In subjects with a lack of response to thrombopoietin analogues, the combination with immunosuppressants is an alternative to consider. The combination of avatrombopag and fostamatinib has been shown to be effective and safe, although longer series are needed to support these data.


  1. Jurczak W, Chojnowski K, Mayer J, et al. Phase 3 randomised study of avatrombopag, a novel thrombopoietin receptor agonist for the treatment of chronic immune thrombocytopenia. Br J Haematol. 2018;183(3):479-490.
  2. Arai Y, Jo T, Matsui H, et al. Comparison of up-front treatments for newly diagnosed immune thrombocytopenia -a systematic review and network meta-analysis. Haematologica. 2018;103(1):163-171.
  3. Bussel J, Arnold DM, Grossbard E, et al. Fostamatinib for the treatment of adult persistent and chronic immune thrombocytopenia: Results of two phase 3, randomized, placebo-controlled trials. Am J Hematol. 2018;93(7):921-930.
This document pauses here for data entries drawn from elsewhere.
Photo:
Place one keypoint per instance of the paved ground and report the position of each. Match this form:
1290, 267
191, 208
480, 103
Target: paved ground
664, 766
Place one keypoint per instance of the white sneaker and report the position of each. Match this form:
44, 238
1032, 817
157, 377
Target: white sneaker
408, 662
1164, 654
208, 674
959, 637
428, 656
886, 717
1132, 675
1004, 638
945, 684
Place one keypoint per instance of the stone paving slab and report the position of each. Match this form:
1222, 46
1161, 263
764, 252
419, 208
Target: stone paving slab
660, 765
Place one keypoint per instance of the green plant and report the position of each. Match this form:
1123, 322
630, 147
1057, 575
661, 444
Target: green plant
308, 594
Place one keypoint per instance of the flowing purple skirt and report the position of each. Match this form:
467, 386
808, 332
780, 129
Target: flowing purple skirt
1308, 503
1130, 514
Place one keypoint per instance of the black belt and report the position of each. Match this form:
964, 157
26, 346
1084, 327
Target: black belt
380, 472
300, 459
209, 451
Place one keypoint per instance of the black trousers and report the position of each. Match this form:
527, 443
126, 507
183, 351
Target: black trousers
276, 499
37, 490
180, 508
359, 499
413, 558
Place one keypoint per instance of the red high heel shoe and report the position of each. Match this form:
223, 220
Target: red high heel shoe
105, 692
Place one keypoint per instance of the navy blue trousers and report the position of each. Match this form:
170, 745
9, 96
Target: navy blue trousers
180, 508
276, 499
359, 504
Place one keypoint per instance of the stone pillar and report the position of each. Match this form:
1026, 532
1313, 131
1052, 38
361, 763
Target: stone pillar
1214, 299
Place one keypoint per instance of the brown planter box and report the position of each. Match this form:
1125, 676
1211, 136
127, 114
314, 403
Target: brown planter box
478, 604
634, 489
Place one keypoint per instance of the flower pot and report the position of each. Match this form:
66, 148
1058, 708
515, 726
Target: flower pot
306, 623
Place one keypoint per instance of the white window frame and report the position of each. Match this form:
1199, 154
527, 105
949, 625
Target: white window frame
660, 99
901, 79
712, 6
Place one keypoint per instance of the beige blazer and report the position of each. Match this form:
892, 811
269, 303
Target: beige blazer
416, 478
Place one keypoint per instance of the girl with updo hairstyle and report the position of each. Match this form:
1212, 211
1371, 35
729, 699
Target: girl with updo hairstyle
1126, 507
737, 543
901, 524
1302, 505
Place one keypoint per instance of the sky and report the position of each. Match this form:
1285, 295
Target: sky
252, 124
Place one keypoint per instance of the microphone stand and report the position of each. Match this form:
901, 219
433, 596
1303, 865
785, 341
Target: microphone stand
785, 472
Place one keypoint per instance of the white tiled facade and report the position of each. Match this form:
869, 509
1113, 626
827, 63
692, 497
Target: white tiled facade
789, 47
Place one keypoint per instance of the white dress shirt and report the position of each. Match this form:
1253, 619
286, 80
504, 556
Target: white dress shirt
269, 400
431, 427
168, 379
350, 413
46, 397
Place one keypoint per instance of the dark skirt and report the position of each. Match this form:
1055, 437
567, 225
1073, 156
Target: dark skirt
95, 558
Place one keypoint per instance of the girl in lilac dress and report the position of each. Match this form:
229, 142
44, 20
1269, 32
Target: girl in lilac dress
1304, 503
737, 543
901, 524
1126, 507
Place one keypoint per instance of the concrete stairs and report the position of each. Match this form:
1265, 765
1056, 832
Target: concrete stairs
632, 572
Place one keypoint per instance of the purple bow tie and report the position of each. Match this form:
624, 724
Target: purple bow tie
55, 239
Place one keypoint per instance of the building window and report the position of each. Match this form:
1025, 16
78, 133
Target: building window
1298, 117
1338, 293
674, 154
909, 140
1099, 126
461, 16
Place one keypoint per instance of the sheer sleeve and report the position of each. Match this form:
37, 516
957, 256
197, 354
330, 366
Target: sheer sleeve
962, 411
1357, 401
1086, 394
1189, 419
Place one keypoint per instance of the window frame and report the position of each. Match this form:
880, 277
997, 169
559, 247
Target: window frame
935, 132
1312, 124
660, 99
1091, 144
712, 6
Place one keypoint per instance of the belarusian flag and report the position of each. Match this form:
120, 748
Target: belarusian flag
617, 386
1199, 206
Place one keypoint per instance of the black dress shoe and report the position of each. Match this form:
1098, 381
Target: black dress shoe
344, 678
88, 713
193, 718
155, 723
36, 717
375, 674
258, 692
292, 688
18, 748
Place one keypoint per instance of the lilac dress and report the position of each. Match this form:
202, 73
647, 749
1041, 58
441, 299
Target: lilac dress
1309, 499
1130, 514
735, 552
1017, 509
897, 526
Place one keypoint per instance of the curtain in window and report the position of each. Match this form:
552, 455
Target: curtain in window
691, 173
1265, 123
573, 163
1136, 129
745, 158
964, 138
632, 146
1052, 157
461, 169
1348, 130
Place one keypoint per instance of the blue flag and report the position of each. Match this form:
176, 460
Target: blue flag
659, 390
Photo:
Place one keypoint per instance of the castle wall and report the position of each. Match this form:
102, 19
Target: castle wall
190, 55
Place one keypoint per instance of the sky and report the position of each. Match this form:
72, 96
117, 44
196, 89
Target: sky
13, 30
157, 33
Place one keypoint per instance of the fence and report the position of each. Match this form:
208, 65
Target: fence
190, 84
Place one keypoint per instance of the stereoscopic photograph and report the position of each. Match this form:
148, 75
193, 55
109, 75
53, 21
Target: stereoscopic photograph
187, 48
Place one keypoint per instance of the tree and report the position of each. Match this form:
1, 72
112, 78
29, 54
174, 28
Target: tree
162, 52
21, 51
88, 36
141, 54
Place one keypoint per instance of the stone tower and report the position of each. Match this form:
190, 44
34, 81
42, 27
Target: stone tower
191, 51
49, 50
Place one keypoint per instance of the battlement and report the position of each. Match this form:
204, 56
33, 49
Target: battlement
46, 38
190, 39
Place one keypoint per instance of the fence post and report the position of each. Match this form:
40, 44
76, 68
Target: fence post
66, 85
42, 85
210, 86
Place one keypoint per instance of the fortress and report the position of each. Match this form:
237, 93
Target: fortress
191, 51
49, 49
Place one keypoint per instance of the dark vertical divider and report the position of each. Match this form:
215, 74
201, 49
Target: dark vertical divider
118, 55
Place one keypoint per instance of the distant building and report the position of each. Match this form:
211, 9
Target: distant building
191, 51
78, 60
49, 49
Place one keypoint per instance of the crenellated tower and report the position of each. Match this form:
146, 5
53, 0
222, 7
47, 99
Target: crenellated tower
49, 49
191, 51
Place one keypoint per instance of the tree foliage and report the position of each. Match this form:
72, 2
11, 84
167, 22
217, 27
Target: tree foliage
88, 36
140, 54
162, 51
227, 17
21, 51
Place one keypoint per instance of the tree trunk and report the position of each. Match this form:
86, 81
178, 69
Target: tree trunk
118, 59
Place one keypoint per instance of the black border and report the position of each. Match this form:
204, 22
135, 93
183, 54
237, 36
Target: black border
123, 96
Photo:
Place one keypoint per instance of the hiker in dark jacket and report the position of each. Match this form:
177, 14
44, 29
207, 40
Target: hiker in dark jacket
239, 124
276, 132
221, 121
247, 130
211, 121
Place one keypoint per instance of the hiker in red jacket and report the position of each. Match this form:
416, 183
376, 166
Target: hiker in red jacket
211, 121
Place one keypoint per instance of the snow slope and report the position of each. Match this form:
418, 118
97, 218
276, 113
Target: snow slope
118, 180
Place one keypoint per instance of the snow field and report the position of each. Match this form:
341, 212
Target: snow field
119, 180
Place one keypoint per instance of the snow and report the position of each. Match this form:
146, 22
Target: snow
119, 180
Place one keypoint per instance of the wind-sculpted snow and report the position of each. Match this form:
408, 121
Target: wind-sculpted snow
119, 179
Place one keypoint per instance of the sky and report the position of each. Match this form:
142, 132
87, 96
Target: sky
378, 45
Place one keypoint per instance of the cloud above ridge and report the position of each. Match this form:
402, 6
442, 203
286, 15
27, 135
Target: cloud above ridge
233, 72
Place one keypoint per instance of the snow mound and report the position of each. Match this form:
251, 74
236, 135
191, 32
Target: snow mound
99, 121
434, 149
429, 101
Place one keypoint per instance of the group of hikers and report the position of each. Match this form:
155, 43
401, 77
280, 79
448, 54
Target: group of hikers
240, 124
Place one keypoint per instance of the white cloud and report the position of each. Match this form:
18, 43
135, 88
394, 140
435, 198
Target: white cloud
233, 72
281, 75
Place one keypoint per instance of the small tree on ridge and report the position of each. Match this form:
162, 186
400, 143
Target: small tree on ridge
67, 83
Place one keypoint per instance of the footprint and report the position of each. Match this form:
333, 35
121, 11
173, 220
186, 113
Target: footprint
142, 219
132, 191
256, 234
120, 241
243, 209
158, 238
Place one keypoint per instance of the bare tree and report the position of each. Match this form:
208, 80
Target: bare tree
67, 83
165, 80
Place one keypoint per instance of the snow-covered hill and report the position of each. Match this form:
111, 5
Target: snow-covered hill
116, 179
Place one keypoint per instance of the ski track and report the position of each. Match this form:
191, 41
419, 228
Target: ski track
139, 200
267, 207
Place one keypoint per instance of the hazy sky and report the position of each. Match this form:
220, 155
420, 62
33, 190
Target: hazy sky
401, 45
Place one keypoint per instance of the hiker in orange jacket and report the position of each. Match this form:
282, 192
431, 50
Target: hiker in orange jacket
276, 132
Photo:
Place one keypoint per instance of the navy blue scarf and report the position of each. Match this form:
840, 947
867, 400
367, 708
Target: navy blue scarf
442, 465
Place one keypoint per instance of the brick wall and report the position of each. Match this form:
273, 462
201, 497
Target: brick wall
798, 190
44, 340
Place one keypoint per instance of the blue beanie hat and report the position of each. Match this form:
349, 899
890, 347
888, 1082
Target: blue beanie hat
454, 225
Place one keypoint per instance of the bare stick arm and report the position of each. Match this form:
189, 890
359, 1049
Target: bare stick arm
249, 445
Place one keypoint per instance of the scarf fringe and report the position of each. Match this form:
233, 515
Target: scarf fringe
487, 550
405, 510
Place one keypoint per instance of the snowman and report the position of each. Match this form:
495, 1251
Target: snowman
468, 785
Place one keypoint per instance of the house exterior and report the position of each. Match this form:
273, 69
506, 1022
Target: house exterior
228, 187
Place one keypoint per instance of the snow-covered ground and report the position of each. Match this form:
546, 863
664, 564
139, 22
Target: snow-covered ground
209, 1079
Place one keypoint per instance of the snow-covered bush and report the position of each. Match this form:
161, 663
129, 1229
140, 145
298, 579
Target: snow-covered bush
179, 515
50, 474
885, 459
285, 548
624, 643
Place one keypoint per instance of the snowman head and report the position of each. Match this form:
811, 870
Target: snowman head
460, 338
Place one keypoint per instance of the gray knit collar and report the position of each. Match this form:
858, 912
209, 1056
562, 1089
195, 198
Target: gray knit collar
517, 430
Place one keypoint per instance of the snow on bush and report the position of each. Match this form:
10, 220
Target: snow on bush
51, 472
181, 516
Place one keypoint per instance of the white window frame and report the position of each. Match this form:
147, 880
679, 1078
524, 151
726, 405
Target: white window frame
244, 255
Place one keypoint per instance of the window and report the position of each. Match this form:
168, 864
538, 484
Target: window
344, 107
  4. Provan D, Arnold DM, Bussel JB, et al Updated international consensus report on the investigation and management of primary immune thrombocytopenia. Blood Adv. 2019;3(22):3780-3817

Disclosures: Ghanima: Kedrion: Consultancy; Argenx: Consultancy, Honoraria; UCB: Consultancy, Honoraria; alpine: Consultancy, Honoraria; Bayer: Consultancy, Honoraria, Research Funding; Grifols: Consultancy, Honoraria; Sobi, Pfizer: Consultancy, Honoraria, Research Funding; BMS: Honoraria, Research Funding; cellphire: Consultancy, Honoraria; hibio: Consultancy, Honoraria; Sanofi: Consultancy, Honoraria; Novartis: Consultancy, Honoraria; Amgen: Consultancy, Honoraria.